TACTILE:  Even if Tactile (and from here on I mean Tactile as a shortening of Tactile-Kinesthetic) is used as much as possible in the "Sentai Team" of producing a gaming book, I'm afraid that, just because of the medium (a book) the best that we can ever hope for is a Tactile Yellow in her bright yellow battle suit, to stay behind, probably confined to a wheelchair, maybe she coming up with clever plans, and piloting the escape vessel when Audio-Symbolic Red and Visual Blue are done kicking rubber-monster butt...

Of course, there are the actual tactile portions of the game: the book, the paper, the dice, and the kinesthetic sensation of rolling fistfulls of dice, filling in dots on a character sheet, etc.

To get the tactile learners into the above sensations, we'd have to be right in front of them, leading a gaming group.  Or else create some sort of interactive demonstration homepage where we encourage the viewer to roll the dice while clicking on choices, etc as an online web demo adventure or the like.

However, there's that whole aspect of communication or learning through a process or action that we could be utilizing more here:

More SOLID examples of character design.
More than one example of character design or choices a player has to go through.
More SOLID examples of actual play: scripts, pictures/comics, etc.
More SOLID examples of how the rules could be interpreted, etc.

Somehow wrap all the above into "follow-through workbook examples" rather than a third-person narration, and you have a deeper level of interaction with the reader/potential player....

as for how, I'm kinda drawing a blank here.  I feel like that Episode of South Park with the Underwear Gnomes:
Step 1: Collect Underwear
Step 2: ...
Step 3: Profit!

-Andy
The Story Games Community - It's like RPGNet for small press games and new play styles.

Dotan Dimet

If by "tactile" you means "more hands-on experience" with learning the game, than I think it's worth offering up the classic traveller boxed Starter set as a sterling example.
A game of it's time (the Seventies), Traveller is made up of seperate sub-systems: you have your character creation (with that infamous lifepath system with 4-year "terms" of enlist / advance / roll survival in a selection of mostly-military careers), you have your combat, you have modular spaceship creation system (spend X credits, try to figure out all the trade-offs between faster drives, roomier compartments, more weaponry, larger fuel tanks, etc), you have star-system generation, space sector generation (basically, fill up a hex page with star systems), animal encounter generation, etc.
Each sub-system has it's own chapter in the rulebook.

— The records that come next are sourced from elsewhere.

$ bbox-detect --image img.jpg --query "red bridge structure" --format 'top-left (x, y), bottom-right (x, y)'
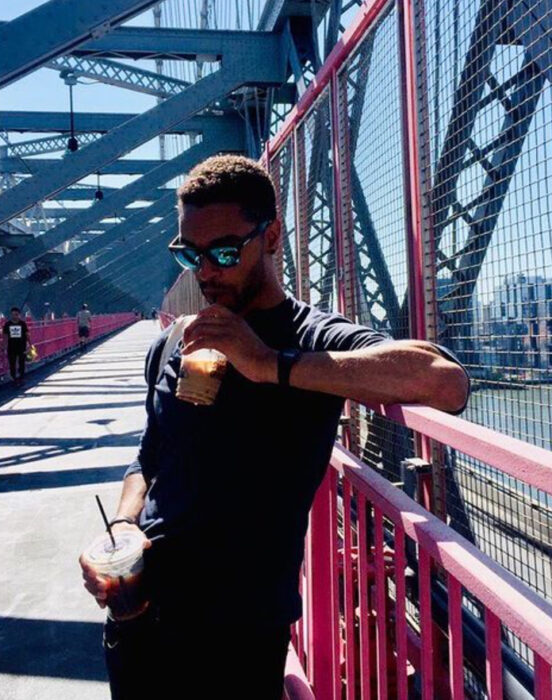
top-left (1, 0), bottom-right (552, 697)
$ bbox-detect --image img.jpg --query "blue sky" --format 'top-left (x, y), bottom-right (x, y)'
top-left (1, 2), bottom-right (160, 176)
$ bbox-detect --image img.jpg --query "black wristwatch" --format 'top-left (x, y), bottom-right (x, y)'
top-left (277, 348), bottom-right (303, 387)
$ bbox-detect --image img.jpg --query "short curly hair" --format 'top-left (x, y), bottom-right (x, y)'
top-left (177, 154), bottom-right (277, 224)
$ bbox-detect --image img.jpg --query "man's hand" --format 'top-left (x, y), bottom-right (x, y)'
top-left (79, 523), bottom-right (152, 610)
top-left (182, 305), bottom-right (277, 383)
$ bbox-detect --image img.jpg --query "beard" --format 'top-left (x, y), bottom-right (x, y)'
top-left (199, 256), bottom-right (266, 313)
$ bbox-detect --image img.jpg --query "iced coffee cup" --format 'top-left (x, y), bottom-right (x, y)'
top-left (176, 348), bottom-right (227, 406)
top-left (82, 529), bottom-right (149, 621)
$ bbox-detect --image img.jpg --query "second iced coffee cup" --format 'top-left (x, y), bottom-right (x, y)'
top-left (82, 529), bottom-right (150, 621)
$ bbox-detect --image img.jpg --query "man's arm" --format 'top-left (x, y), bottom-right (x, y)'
top-left (113, 472), bottom-right (149, 522)
top-left (182, 306), bottom-right (470, 414)
top-left (262, 340), bottom-right (470, 414)
top-left (113, 332), bottom-right (166, 519)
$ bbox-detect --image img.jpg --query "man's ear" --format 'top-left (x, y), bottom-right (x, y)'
top-left (265, 219), bottom-right (281, 254)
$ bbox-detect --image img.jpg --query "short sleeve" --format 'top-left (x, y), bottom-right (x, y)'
top-left (309, 312), bottom-right (396, 352)
top-left (308, 311), bottom-right (470, 416)
top-left (425, 342), bottom-right (471, 416)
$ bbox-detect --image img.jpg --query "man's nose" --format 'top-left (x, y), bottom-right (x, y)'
top-left (195, 255), bottom-right (220, 282)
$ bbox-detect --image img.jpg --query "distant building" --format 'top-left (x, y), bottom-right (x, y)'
top-left (490, 274), bottom-right (552, 370)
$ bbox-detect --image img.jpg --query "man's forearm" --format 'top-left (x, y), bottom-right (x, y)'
top-left (115, 472), bottom-right (148, 522)
top-left (262, 340), bottom-right (469, 413)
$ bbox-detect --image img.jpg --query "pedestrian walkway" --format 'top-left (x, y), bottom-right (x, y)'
top-left (0, 320), bottom-right (160, 700)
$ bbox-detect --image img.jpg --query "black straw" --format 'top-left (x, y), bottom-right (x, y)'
top-left (95, 493), bottom-right (131, 616)
top-left (95, 494), bottom-right (116, 549)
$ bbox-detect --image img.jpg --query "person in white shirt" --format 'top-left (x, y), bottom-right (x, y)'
top-left (76, 303), bottom-right (92, 350)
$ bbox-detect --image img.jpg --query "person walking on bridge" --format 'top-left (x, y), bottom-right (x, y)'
top-left (2, 306), bottom-right (31, 386)
top-left (76, 303), bottom-right (92, 351)
top-left (80, 155), bottom-right (470, 699)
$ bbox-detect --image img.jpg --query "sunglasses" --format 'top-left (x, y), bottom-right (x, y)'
top-left (168, 220), bottom-right (272, 271)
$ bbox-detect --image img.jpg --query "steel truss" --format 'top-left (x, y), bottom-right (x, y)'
top-left (424, 0), bottom-right (551, 364)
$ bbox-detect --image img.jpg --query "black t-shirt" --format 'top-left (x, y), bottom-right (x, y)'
top-left (2, 320), bottom-right (28, 351)
top-left (125, 293), bottom-right (470, 627)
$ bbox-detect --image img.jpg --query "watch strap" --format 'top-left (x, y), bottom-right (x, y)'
top-left (107, 516), bottom-right (136, 529)
top-left (277, 349), bottom-right (302, 387)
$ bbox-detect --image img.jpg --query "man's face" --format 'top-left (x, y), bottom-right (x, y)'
top-left (11, 310), bottom-right (20, 322)
top-left (178, 203), bottom-right (269, 313)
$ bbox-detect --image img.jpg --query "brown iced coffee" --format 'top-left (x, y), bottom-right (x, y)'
top-left (176, 348), bottom-right (227, 405)
top-left (82, 530), bottom-right (150, 621)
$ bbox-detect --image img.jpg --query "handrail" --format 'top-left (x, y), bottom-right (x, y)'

Besides the rulebook, you've got a booklet of charts in the box. All the charts for a specific chapter are laid out nicely on a double-page spread in the charts booklet, so you can have them both open, take pen, paper and dice, and amuse yourself rolling up retired merchant captains, aquatic worlds with technologically advanced theocracies and 100Kg. diurnal horned omnivores, or trying to squeeze the max performance out of a 100,000 credit ship design.
In fact, the book encourages this, letting you learn the system's components while putting together stuff you can use later in your game.
Now, since most games assume you already know how to play RPGs, the didactic quality of games hasn't improved much. The last serious attempts  I recall were the solo adventures in GURPS 3rd Edition and the Champions Blue Book (or was that Fantasy Hero?).
- Dotan

A.B.W

Andy:  Thank you for the links!  I like those illustrations.  Man, I'd love to see something like that in a Western game.  Um, a game made in North America or Europe, that is, not necessarily Six-Gun Roleplaying.
The catchphrase that can be sigged is not the true catchphrase.